Aussi sérieux et sinistre que cela puisse être, le gouvernement Harper,
en soulevant la colère contre les « boat people » tamouls, ne veut pas
seulement pousser plus avant son programme réactionnaire. Il donne aussi un
appui au gouvernement autoritaire et communautariste du Sri Lanka — un
gouvernement qui est impliqué dans des crimes de guerre horribles.
Dans les jours et les semaines précédant l'arrestation du MV Sun Sea
par l'armée canadienne la semaine dernière, le régime sri lankais a
fortement encouragé le gouvernement canadien à prendre des mesures contre
celui-ci sur la base que c'était un bateau terroriste.
Gotayaba Rajapakse, le ministre de la Défense sri lankais et le frère du
président du pays, Mahinda Rajapakse, a dit lors d'une conférence de presse
organisée par la marine sri lankaise au début du mois que le MV Sun Sea
faisait partie du réseau international terroriste des LTTE.
Même si le gouvernement sri lankais se vante de sa victoire militaire
contre les LTTE, il est déterminé à continuer de se présenter comme étant
sous une menace terroriste, incluant une menace provenant des émigrés
tamouls ou de la diaspora, pour deux raisons. Premièrement, parce qu'il a
besoin d'un prétexte pour maintenir le vaste appareil répressif et les
restrictions sur les libertés civiques. Le gouvernement sri lankais est en
train d'introduire des mesures destinées à faire payer les travailleurs du
Sri Lanka cinghalais et tamouls pour les énormes dépenses réalisées lors des
trente ans de guerre civile et à leur faire payer la présente crise
économique. Deuxièmement, il veut délégitimer toute opposition à ses
politiques chauvines anti-tamoules.
Le World Socialist Web Site a toujours insisté qu’il était opposé
aux politiques ethno-communautaristes des LTTE ainsi qu’à leur campagne pour
la formation d’un État capitaliste séparé au nord et à l’est de l’île du Sri
Lanka. Mais malgré cette opposition, nous avons toujours affirmé que c’était
la bourgeoisie cingalaise qui portait la responsabilité pour trente ans de
guerre civile, car elle a attaqué la minorité tamoule pendant des décenies
au moyen d’une série de mesures discriminatoires et des vagues de violence
communautariste de plus en plus importante. A la racine de ces politiques
communautaristes, on ne trouve pas que la lutte pour monopoliser les
ressources de l’Etat. C’est aussi une façon de détourner les tensions
sociales qu’a générées le régime bourgeois et de diviser la classe ouvrière.
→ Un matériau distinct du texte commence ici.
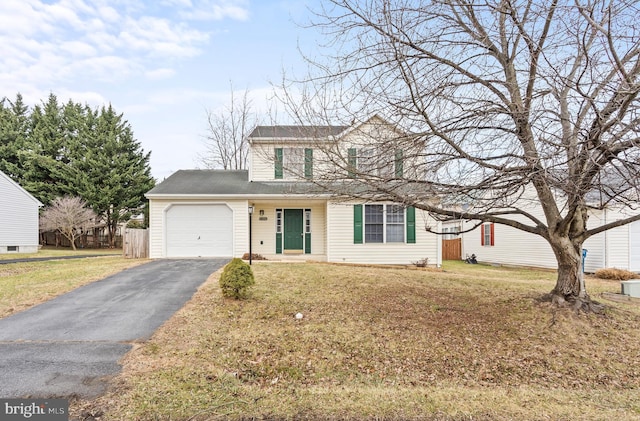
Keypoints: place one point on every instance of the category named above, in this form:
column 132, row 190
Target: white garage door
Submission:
column 199, row 231
column 634, row 247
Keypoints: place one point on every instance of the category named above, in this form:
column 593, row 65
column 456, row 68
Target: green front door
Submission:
column 293, row 226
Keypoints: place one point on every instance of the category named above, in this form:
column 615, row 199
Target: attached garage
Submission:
column 199, row 230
La fin de la guerre civile n’a rien changé à cet état de fait.
Comme quelques réfugiés du MV Sun Sea l’ont expliqué dans une
lettre qu’a obtenue le National Post : « Le gouvernement sri-lankais
a dit que le conflit ethnique au Sri Lanka était maintenant terminé.
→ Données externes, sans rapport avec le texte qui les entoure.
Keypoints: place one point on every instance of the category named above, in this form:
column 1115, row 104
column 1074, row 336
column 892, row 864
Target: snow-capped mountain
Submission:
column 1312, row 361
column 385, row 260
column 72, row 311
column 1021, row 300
Toutefois, ni la Loi contre le terrorisme [qui permet l’arrestation
arbritaire des civils] ni l’Acte des réglements d’urgence n’ont été abolis.
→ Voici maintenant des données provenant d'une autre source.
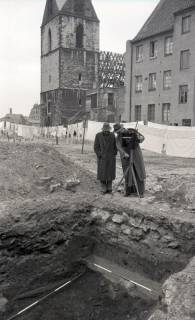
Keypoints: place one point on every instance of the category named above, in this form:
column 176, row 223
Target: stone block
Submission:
column 125, row 229
column 119, row 219
column 102, row 214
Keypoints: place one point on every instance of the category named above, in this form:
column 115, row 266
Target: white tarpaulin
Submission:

Les Tamouls innocents emprisonnés n’ont pas été libérés. Les civils déplacés
n’ont pas été réinstallés dans leurs foyers. Ce que l’on voit plutôt, c’est
une multitude de disparations, de massacre de masse et d’extorsions. »
De telles politiques communautaristes ne sont en rien limitées au Sri
Lanka. En fait, elles sont depuis des dizaines d’années un des aspects du
régime bourgeois dans pratiquement tous les pays capitalistes pauvres de
l’Asie et de l’Asie.
L’attaque en règle du gouvernement Harper contre les réfugiés fait partie
d’un mouvement plus large se développant dans les pays capitalistes avancés,
allant de la militarisation de la frontière entre les Etats-Unis et le
Mexique par l’administration Obama jusqu’à l’interdiction de la burqa en
France, consistant à diaboliser les réfugiés, les immigrants et les
musulmans.
Dans le contexte de la crise s’approfondissant, la bourgeoisie des pays
historiquement privilégiés prépare ses propres formes de politiques
communautaristes, tout ceci au même moment que les droits démocratiques en
général sont sous attaque constante.